Since we’re all sharing our various religious travels, I thought I’d get in early. While I didn't grow up as an atheist (although they say we're all born atheist), my family was definitely what you'd call "lapsed". But I caught the faith bug in my late teens and for several years had the "hound of heaven" snapping at my heels. I read whatever Catholic spirituality works (and the bible!) that I could find. I prayed for just about everything in my life, though in retrospect they were just the usual concerns of a young man trying to establish himself. I was constantly trying to understand the nature of the relationship between me and God, and I guess after dong this for a few years, the cracks in my spiritual worldview began to show.
First it was that prayers didn't correlate with outcomes - if I didn't pray for something that I had previously been granted by prayer, I still received what I needed. Praying for assistance with spiritual things I was struggling with didn't help. And obviously world peace hasn't happened... (I now understand why having watched this: http://www.youtube.com/watch?v=jk6ILZAaAMI).
Then the questions began - you've seen them all on this forum as challenges to belief - and, naturally, they went unanswered by the church (or at best poorly answered). The concept of "God's will" as a salve to unanswered prayers began to seem illogical and disingenuous to me. How can two warring parties both have God on their side? The emphasis placed on suffering as a way to God began to seem unjust. It all began to seem like smoke and mirrors.
I began to realize that there are other styles of spiritual appreciation. It seemed crazy to me that out of the hundreds of thousands of years that humankind has been wondering about where we came from, the answer should take exactly the Christian form, when other paths have been around for far longer. I explored the Eastern traditions, and by realizing that there are equally bright and enlightened people in different parts of the world, began to think that they are all “right” to a degree and in different ways.

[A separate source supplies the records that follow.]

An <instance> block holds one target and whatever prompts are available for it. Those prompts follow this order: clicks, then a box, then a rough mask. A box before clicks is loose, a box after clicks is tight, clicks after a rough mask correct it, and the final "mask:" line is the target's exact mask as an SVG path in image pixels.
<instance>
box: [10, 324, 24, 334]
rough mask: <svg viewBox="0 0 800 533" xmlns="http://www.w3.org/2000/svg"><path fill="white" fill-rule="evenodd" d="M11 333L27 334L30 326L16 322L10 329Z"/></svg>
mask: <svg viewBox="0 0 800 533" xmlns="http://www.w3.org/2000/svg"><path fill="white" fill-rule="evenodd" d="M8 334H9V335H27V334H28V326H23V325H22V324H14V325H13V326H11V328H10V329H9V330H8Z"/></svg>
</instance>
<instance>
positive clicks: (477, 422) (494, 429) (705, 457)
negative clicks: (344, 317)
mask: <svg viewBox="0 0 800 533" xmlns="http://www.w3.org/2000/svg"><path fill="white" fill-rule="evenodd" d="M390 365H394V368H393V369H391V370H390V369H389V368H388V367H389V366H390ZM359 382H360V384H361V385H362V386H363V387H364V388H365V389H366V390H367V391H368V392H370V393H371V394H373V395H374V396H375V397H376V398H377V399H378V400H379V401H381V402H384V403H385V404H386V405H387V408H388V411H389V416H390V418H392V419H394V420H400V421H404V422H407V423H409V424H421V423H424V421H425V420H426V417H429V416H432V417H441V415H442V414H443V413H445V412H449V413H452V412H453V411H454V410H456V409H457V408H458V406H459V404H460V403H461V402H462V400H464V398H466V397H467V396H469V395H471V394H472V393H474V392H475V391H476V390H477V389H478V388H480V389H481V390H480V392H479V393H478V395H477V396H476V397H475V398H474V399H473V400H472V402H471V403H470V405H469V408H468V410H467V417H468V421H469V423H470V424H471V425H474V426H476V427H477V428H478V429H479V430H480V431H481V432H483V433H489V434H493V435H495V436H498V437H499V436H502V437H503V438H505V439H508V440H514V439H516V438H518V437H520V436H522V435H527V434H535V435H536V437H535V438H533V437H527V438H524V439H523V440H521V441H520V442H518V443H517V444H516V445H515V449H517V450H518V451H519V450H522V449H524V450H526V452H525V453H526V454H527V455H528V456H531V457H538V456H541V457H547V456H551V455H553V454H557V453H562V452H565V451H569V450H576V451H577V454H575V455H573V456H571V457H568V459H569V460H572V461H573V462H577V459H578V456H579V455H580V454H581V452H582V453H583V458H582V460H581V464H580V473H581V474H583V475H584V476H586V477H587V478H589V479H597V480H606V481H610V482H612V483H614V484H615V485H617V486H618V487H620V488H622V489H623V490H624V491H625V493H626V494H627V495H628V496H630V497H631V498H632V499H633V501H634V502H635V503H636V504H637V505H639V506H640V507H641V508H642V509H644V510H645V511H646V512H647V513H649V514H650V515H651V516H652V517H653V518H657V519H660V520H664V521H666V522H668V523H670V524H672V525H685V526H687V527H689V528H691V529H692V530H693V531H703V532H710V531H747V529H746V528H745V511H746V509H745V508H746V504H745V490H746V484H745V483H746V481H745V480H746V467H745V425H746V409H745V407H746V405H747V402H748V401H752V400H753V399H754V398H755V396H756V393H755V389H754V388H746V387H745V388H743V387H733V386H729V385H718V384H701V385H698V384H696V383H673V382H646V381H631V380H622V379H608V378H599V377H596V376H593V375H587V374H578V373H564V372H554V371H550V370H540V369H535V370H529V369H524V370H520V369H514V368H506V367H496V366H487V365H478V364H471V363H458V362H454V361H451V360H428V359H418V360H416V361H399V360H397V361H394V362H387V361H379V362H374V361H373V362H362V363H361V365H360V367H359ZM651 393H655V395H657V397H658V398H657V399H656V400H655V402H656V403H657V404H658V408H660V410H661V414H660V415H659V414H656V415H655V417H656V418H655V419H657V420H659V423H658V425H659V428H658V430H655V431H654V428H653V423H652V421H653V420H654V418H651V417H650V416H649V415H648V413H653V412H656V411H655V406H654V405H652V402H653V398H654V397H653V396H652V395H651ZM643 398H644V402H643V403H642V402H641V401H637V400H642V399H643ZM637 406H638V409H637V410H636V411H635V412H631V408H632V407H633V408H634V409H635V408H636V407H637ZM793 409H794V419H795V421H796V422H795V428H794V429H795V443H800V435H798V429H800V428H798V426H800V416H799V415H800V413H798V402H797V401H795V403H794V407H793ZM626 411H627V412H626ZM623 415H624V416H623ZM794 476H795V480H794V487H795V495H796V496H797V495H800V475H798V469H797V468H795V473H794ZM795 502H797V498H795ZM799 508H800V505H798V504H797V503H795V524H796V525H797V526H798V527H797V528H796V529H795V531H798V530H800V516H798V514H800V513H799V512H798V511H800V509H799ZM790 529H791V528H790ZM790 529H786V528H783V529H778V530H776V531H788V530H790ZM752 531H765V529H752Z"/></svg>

Christianity could not elaborate on the nature of consciousness and couldn’t tell me adequately what a soul actually is; it could not tell me what happened to my dear old dad when he died, or beloved pets, except to offer medieval imagery. It could only offer the same style of imagery when attempting to explain the nature of good and evil, so I realized just how much the religious understanding of things is influenced by our cultural history rather than spiritual knowledge. And the people that claimed to have physically encountered either God, Jesus or Satan weren’t credible witnesses.
I read Carl Jung and understood how we humans project parts of our identities either onto sacred “entities” (the good bits of our psyches), or onto a “shadow” that we deny exists (the “bad” parts of our psyches), and how we all entertain the same archetypes deep down within us. He showed how the collective unconscious is experienced, and I realized that in chasing after a God-figure, we are simply experiencing “higher” or more subtle aspects of our own selves. He described the process of “individuation” as one of reconciling the archetypes and opposites within us and becoming “whole”. I found parallels to this in other spiritual traditions, and it didn’t take long to figure out that all the rituals, the beliefs, the singing, the spiritual traditions, the holy commandments and the teachings of any religion are quite incidental to the true experience of the “sacred” – they are simply ways of getting there, and none is better or more holy than any other.
While I don’t want to sound elitist, it also became clear that religion is the universal entry-point into the process of individuation, and it’s the necessary first step for most people. It’s somewhat like ninja training in that the physical training phase emphasizes technique, rules, ways of behaving, paying respect to teachers and spiritual discipline – these “outer” practices run directly parallel to religious methods. What the religions don’t reveal is what follows this phase, which is inner self-mastery that does not require adherence to teachings (because the student has absorbed them as part of his or her nature, or achieved a level of individuation). This is the phase where you won’t recognize a practitioner as a particular “brand” of spirituality, even though they demonstrate the values.
It’s quite clear to me that humanity has all the necessary understanding within it to navigate the moral world. We use various methods to get at that understanding, such as commandments for the less spiritually developed, conscience for those with more understanding, and intuition. Religion is just a structured approach to the problem. For those not disposed to religious lives, the study of ethics has been around for as long as people have thought. Humanism is an area that seems to have taken on this body of knowledge in a non-religious setting.
Where does this leave religion today? We have great diversity between faiths that can foster sharing of values as well as creating conflict. Within faiths we find moderates as well as extremists (strangely, it seems to be secular law that prevents religion from getting out of control and expressing its real extremes, which suggests that the secular world is better attuned to the needs and aspirations of humankind). I suggest that instead of trying to reconcile diverse faiths, individuals can see the values that are common to them – and not be required to identify with any particular religious way. This marks a recognition that while we are human we can still aspire to and achieve those things that many regard as sacred.